Cuando leo una obra de Isabel Allende, que siempre incorpora sucesos de su país, Chile, ¿sucedieron esos hechos como los cuenta? ¿Son como los imagino? Ninguna lectura es igual. Lo que un lector ve, siente, depende de sus propios ecos interiores y de su imaginación. Y ni qué decir en la poesía: Quiero escribir los versos más tristes esta noche/ escribir por ejemplo/ la noche está estrellada y titilan azules los astros a lo lejos… ¿Es mi tristeza igual a la de Neruda? El cielo que imagino es otro también, el de mi infancia en el campo.

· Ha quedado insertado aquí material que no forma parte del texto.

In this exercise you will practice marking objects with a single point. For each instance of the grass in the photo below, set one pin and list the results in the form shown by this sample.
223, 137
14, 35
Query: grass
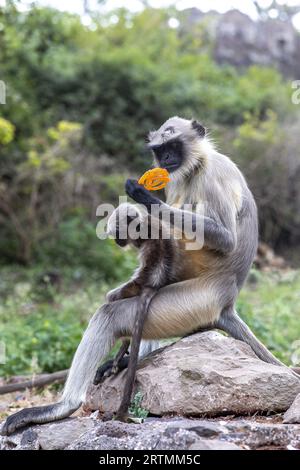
41, 325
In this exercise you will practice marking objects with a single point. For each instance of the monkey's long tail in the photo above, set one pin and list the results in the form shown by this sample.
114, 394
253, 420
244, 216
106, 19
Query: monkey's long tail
95, 344
141, 315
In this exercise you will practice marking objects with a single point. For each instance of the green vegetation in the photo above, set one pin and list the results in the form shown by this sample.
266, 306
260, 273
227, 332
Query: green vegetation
80, 101
136, 408
41, 327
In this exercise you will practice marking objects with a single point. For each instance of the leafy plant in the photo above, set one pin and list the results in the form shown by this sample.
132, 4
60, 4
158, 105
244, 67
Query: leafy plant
136, 408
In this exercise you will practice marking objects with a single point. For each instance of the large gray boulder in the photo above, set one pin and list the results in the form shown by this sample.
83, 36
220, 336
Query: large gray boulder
156, 434
203, 374
293, 413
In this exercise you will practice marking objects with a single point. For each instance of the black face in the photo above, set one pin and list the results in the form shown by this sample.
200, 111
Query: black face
169, 155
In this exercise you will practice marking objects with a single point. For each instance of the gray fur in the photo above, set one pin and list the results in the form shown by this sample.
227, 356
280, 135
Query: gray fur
207, 295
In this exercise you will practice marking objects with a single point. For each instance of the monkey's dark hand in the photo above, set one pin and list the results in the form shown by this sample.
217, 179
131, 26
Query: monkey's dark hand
139, 194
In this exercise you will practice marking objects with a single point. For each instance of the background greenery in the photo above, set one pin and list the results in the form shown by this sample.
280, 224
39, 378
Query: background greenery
80, 101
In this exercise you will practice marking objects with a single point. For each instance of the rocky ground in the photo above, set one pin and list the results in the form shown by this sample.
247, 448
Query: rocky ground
206, 391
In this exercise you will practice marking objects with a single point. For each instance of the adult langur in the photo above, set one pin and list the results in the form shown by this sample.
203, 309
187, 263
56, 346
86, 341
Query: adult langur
212, 275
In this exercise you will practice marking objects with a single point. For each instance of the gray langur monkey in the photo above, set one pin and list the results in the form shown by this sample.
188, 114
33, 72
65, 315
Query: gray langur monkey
159, 266
212, 275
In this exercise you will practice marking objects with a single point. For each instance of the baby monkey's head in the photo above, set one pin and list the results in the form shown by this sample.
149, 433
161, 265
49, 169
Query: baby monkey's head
126, 225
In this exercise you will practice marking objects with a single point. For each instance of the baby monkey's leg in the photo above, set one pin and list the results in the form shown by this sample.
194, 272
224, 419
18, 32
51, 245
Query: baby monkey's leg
113, 366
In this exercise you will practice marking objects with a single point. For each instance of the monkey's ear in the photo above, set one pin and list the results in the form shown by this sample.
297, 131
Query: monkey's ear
198, 128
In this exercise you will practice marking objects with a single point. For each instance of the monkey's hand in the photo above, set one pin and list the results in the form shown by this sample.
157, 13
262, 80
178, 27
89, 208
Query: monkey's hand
139, 194
115, 294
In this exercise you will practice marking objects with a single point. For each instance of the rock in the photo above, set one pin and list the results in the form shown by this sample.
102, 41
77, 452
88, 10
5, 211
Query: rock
160, 434
293, 413
203, 374
215, 444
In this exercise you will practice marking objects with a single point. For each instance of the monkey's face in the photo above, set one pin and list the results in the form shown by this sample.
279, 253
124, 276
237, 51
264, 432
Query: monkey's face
169, 155
175, 144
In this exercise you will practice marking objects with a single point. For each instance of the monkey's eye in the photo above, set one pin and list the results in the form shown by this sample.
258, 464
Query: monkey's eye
174, 145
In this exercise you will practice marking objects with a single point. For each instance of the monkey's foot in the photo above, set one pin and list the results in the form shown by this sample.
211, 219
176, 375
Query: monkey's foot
109, 368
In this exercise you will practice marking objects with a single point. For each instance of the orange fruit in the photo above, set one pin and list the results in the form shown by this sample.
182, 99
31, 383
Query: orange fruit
155, 179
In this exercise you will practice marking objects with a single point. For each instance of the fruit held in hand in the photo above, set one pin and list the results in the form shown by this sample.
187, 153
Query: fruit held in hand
155, 179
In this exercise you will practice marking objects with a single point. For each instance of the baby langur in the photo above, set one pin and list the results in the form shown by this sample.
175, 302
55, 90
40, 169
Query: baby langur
158, 267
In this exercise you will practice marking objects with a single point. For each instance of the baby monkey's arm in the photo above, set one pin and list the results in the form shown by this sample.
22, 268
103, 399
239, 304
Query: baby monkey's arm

Nos apropiamos de un texto con su lectura. Es único. Ya no le pertenece al autor. En eso consiste la magia de la literatura: hacernos vivir mundos que no conoceremos, rescatar imágenes perdidas de nuestras vidas y aislarnos de la realidad cotidiana, de los problemas. Y por más medios tecnológicos, digo como Humberto Eco que el libro no morirá. Seguramente alguno de ustedes ya habrá leído esto, con lo que quiero cerrar. Y que nos afirma en nuestra profesión de escritores. Dice Humberto Eco: “¿El libro desaparecerá a causa de la aparición de Internet?” Y agrega: “Con Internet hemos vuelto a la era alfabética. Si alguna vez pensamos que habíamos entrado en la civilización de las imágenes, pues bien, el ordenador nos ha vuelto a introducir en la galaxia Gutenberg y todos se ven de nuevo obligados a leer. Para leer es necesario un soporte. Este soporte no puede ser únicamente el ordenador. ¡Pasémonos dos horas leyendo una novela en el ordenador y nuestros ojos se convertirán en dos pelotas de tenis! Además, el ordenador depende de la electricidad y no te permite leer en la bañera, ni tumbado de costado en la cama. El libro es, a fin de cuentas, un instrumento más flexible. Ante la disyuntiva, hay una sola opción: o el libro sigue siendo el soporte para la lectura o se inventará algo que se parecerá a lo que el libro nunca ha dejado de ser, incluso antes de la invención de la imprenta. Las variaciones en torno al objeto libro no han modificado su función, ni su sintaxis, desde hace más de quinientos años. El libro es como la cuchara, el martillo, la rueda, las tijeras. Una vez que se ha inventado, no se puede hacer nada mejor.

El libro ha superado sus pruebas y no se ve cómo podríamos hacer nada mejor para desempeñar esa misma función. Quizá evolucionen su componentes, quizá sus páginas dejen de ser de papel. Pero seguirá siendo lo que es.”